A patient's digital twin is a computational model that describes the evolution of their health over time. Digital twins have the potential to revolutionize medicine by enabling individual-level computer simulations of human health, which can be used to conduct more efficient clinical trials or to recommend personalized treatment options. Due to the overwhelming complexity of human biology, machine learning approaches that leverage large datasets of historical patients' longitudinal health records to generate patients' digital twins are more tractable than potential mechanistic models. In this manuscript, we describe a neural network architecture that can learn conditional generative models of clinical trajectories, which we call Digital Twin Generators (DTGs), that can create digital twins of individual patients. We show that the same neural network architecture can be trained to generate accurate digital twins for patients across 13 different indications simply by changing the training set and tuning hyperparameters. By introducing a general purpose architecture, we aim to unlock the ability to scale machine learning approaches to larger datasets and across more indications so that a digital twin could be created for any patient in the world.

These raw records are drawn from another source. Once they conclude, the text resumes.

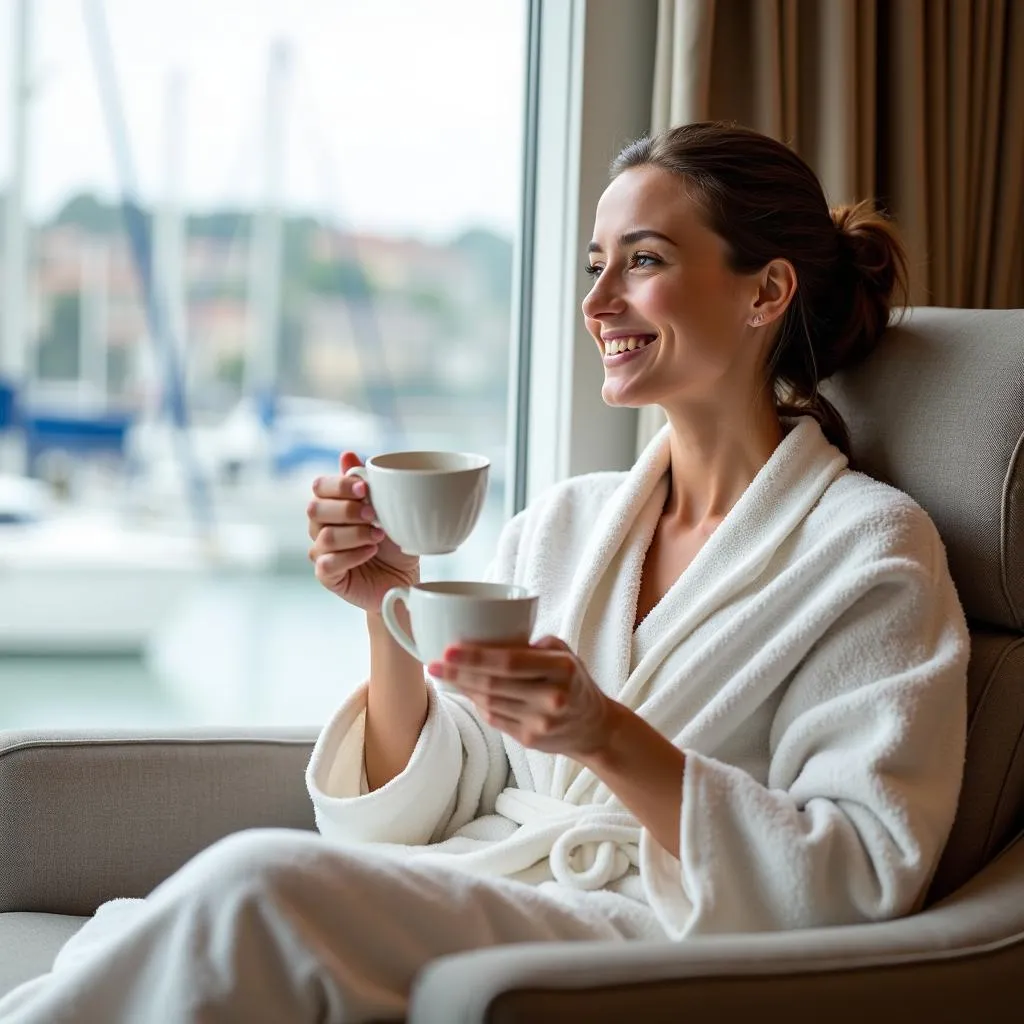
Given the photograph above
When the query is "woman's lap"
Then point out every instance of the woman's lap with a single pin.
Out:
(276, 922)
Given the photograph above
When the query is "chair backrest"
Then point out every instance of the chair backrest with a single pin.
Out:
(938, 412)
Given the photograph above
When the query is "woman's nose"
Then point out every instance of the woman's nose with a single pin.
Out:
(603, 299)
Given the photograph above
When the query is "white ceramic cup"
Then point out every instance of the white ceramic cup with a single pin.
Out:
(426, 502)
(445, 612)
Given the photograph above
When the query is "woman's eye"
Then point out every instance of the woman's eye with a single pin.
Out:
(644, 259)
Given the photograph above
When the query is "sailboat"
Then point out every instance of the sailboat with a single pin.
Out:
(76, 579)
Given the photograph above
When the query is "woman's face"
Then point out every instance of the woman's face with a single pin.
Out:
(663, 285)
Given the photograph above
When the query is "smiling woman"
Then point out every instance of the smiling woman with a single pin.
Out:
(739, 270)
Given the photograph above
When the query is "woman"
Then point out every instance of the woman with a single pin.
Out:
(747, 711)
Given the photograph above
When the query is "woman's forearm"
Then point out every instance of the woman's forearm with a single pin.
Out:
(396, 705)
(644, 771)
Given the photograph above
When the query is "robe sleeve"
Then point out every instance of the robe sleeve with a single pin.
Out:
(866, 757)
(457, 769)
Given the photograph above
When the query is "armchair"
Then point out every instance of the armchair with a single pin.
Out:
(938, 411)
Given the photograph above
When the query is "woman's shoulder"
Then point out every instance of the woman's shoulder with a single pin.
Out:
(877, 517)
(585, 493)
(564, 507)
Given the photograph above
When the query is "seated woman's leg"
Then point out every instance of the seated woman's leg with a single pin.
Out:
(283, 926)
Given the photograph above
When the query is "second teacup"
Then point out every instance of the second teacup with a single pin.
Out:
(427, 502)
(446, 612)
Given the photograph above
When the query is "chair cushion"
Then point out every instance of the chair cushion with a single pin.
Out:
(938, 412)
(990, 813)
(29, 944)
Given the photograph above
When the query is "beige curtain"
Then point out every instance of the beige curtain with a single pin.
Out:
(916, 102)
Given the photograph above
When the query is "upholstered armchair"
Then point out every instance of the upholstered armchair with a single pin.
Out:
(939, 412)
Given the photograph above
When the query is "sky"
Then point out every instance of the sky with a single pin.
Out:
(403, 117)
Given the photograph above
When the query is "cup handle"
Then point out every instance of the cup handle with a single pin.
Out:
(360, 472)
(391, 598)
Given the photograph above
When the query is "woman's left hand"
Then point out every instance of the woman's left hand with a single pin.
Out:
(540, 694)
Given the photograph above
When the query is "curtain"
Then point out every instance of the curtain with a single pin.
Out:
(919, 103)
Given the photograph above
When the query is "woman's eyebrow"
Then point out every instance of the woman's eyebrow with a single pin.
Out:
(631, 238)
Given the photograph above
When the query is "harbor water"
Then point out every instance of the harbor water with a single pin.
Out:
(264, 648)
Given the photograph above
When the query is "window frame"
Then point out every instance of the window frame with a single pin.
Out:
(589, 87)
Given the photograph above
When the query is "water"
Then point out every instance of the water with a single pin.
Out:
(262, 649)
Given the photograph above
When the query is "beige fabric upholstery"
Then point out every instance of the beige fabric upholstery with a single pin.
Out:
(87, 817)
(29, 944)
(991, 803)
(958, 963)
(938, 411)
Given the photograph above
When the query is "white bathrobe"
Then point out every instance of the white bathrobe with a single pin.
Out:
(810, 663)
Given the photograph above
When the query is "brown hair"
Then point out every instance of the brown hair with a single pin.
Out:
(767, 204)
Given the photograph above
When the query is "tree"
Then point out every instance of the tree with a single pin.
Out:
(58, 349)
(494, 254)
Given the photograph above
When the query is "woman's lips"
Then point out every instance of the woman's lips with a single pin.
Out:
(620, 357)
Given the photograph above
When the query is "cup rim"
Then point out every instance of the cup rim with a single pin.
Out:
(437, 588)
(482, 462)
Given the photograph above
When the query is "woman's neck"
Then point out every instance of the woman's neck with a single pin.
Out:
(714, 460)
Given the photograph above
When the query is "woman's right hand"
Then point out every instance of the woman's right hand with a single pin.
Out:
(353, 559)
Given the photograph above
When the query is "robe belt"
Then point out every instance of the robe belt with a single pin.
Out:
(595, 846)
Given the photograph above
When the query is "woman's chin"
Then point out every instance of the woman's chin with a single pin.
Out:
(625, 397)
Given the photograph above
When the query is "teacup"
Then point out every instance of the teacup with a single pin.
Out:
(427, 502)
(445, 612)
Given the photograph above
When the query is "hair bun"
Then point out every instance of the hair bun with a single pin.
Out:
(870, 252)
(873, 248)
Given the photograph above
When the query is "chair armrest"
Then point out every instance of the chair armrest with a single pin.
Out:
(88, 815)
(958, 961)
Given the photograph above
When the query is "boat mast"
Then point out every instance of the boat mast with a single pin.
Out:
(93, 324)
(13, 343)
(266, 245)
(168, 242)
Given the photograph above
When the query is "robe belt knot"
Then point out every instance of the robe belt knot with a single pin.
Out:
(595, 846)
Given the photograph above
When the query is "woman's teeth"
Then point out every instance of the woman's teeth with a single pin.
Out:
(626, 344)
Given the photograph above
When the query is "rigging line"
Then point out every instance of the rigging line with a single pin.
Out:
(140, 241)
(366, 326)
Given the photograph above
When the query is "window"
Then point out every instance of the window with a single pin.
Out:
(352, 208)
(330, 195)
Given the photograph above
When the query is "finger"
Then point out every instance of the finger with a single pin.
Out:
(350, 487)
(333, 568)
(513, 663)
(517, 690)
(338, 539)
(551, 643)
(339, 512)
(347, 461)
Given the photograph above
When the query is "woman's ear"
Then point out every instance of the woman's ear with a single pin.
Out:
(775, 291)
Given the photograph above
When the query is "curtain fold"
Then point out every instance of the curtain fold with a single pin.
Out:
(919, 103)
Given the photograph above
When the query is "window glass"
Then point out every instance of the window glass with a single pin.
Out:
(253, 232)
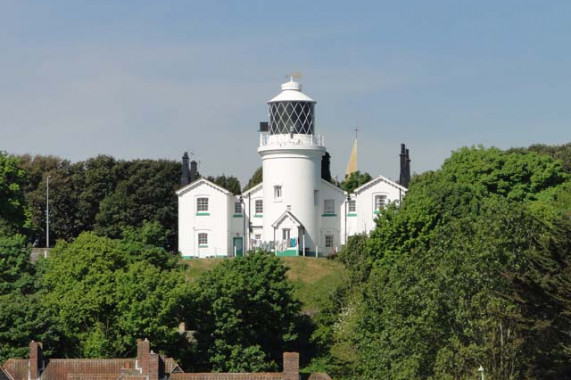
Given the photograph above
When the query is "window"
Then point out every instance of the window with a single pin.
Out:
(352, 205)
(380, 201)
(202, 238)
(201, 204)
(277, 192)
(329, 241)
(329, 206)
(259, 206)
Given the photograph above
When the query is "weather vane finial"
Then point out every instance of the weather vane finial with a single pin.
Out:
(295, 74)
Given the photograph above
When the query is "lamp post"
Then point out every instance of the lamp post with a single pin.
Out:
(243, 225)
(48, 212)
(482, 372)
(346, 205)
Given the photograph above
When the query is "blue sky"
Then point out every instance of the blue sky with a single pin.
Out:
(152, 79)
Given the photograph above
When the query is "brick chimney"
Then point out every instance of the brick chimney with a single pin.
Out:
(36, 360)
(291, 366)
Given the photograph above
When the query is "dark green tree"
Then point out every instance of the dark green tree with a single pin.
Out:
(355, 180)
(105, 293)
(246, 314)
(14, 214)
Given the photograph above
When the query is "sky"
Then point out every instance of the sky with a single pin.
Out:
(153, 79)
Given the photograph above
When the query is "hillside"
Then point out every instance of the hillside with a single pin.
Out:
(313, 278)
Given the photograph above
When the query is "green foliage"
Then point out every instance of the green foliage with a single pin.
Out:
(256, 179)
(469, 271)
(515, 176)
(245, 305)
(104, 294)
(355, 180)
(13, 211)
(232, 184)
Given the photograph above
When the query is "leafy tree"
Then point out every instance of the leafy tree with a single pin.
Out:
(245, 305)
(355, 180)
(104, 294)
(256, 179)
(463, 274)
(13, 212)
(21, 316)
(145, 191)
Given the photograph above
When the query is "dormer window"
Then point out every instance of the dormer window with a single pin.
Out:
(201, 204)
(277, 192)
(380, 202)
(352, 205)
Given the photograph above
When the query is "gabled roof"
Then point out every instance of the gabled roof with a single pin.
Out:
(252, 189)
(287, 214)
(377, 180)
(200, 182)
(340, 190)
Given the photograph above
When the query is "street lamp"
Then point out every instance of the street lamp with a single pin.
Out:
(482, 372)
(346, 205)
(48, 212)
(243, 225)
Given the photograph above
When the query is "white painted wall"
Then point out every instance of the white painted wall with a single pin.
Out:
(216, 223)
(296, 167)
(364, 221)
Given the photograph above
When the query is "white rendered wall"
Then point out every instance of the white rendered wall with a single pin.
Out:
(363, 220)
(297, 169)
(331, 224)
(215, 224)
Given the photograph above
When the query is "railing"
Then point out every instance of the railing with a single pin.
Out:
(291, 140)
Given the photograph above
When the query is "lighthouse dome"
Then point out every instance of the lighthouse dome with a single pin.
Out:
(291, 111)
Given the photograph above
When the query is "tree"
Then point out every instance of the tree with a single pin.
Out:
(355, 180)
(470, 270)
(145, 191)
(245, 305)
(105, 293)
(13, 211)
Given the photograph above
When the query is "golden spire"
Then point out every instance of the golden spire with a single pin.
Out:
(352, 165)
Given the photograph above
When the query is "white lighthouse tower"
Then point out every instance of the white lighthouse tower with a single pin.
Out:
(291, 160)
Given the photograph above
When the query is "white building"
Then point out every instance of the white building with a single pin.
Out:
(293, 211)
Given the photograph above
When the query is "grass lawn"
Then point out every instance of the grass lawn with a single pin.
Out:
(314, 279)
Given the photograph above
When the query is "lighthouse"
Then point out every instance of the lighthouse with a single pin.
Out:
(296, 210)
(291, 159)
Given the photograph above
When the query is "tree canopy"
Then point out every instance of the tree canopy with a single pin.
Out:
(246, 314)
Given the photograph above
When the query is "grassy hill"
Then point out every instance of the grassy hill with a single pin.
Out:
(313, 278)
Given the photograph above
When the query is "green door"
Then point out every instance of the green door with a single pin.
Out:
(238, 247)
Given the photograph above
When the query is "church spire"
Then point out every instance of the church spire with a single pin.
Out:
(352, 165)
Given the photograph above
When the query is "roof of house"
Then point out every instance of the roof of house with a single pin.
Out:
(200, 182)
(377, 180)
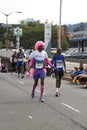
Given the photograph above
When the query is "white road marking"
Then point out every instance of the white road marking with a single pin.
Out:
(39, 91)
(21, 82)
(8, 77)
(70, 107)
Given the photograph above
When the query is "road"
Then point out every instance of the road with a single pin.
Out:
(18, 111)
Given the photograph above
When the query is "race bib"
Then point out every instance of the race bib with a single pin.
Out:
(39, 65)
(59, 64)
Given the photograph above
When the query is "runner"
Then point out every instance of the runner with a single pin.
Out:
(60, 66)
(38, 61)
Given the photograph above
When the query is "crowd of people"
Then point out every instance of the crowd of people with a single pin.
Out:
(37, 62)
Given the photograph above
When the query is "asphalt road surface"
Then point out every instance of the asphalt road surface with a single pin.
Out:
(18, 111)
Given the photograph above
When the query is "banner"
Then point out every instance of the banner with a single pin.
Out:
(17, 31)
(47, 38)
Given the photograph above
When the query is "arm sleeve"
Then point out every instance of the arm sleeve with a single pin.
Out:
(48, 62)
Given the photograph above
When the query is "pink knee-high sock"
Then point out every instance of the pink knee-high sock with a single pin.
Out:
(33, 88)
(42, 90)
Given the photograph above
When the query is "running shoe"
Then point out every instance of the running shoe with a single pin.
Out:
(41, 100)
(33, 95)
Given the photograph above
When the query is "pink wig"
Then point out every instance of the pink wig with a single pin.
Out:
(38, 44)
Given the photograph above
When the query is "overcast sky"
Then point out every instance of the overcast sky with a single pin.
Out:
(73, 11)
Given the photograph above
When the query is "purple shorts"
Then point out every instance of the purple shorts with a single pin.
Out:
(39, 73)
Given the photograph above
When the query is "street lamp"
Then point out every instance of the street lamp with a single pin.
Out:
(7, 41)
(59, 31)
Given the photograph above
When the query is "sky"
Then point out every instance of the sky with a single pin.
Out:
(72, 11)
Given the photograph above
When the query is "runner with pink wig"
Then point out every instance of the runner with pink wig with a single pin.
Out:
(38, 61)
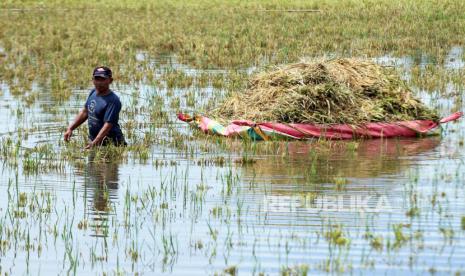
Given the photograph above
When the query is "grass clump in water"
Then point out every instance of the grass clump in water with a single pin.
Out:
(337, 91)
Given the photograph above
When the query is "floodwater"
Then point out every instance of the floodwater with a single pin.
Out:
(393, 206)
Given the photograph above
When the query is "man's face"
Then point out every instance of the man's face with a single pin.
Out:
(102, 84)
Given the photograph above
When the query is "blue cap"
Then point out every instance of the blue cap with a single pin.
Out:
(102, 71)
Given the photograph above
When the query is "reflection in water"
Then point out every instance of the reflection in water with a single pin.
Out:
(365, 159)
(334, 183)
(100, 193)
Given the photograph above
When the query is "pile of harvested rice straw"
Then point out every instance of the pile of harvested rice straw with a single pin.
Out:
(338, 91)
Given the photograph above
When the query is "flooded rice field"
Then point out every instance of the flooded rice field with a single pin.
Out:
(179, 202)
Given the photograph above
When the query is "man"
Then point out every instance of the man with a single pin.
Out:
(102, 111)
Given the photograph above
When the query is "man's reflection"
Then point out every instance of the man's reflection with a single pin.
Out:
(100, 192)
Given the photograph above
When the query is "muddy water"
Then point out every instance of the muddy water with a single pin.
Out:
(397, 204)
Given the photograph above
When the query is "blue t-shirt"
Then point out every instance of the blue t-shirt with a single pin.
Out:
(102, 109)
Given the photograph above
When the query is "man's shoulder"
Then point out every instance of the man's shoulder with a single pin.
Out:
(114, 96)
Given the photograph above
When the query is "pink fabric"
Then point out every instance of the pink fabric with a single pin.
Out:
(341, 131)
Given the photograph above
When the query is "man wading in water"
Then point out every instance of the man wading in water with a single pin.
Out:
(102, 109)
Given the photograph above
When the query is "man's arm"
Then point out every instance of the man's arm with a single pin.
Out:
(101, 135)
(80, 118)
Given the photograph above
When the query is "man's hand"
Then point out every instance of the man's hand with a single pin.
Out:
(90, 145)
(68, 134)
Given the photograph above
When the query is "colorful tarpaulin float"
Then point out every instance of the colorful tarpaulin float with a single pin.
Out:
(267, 131)
(331, 99)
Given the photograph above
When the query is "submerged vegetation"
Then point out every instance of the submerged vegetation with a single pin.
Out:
(177, 201)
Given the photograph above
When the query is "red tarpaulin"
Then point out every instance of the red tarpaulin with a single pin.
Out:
(263, 131)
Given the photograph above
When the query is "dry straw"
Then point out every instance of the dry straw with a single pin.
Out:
(334, 91)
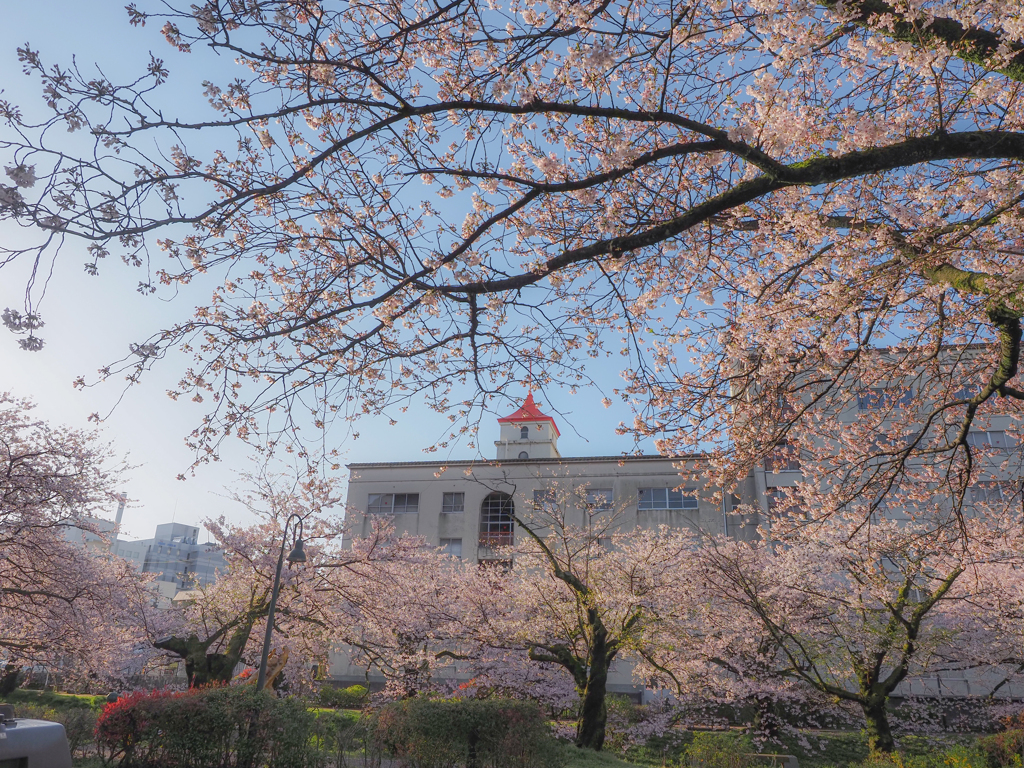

翻译：患者的数字孪生是一种计算模型，用于描述其健康状况随时间的变化。数字孪生有潜力通过实现基于个体的计算机模拟人类健康来革新医学，可用于开展更高效的临床试验或推荐个性化治疗方案。由于人类生物学的极端复杂性，利用历史患者纵向健康记录的大规模数据集来生成数字孪生的机器学习方法，比潜在的机理模型更具可行性。在本手稿中，我们描述了一种神经网络架构，该架构能够学习临床轨迹的条件生成模型，我们称之为数字孪生生成器（DTG），可为个体患者创建数字孪生。我们证明，仅通过改变训练集和调整超参数，即可使用相同的神经网络架构为13种不同适应症的患者生成准确的数字孪生。通过引入通用架构，我们旨在解锁将机器学习方法扩展到更大数据集和更多适应症的能力，从而为世界上任何患者创建数字孪生。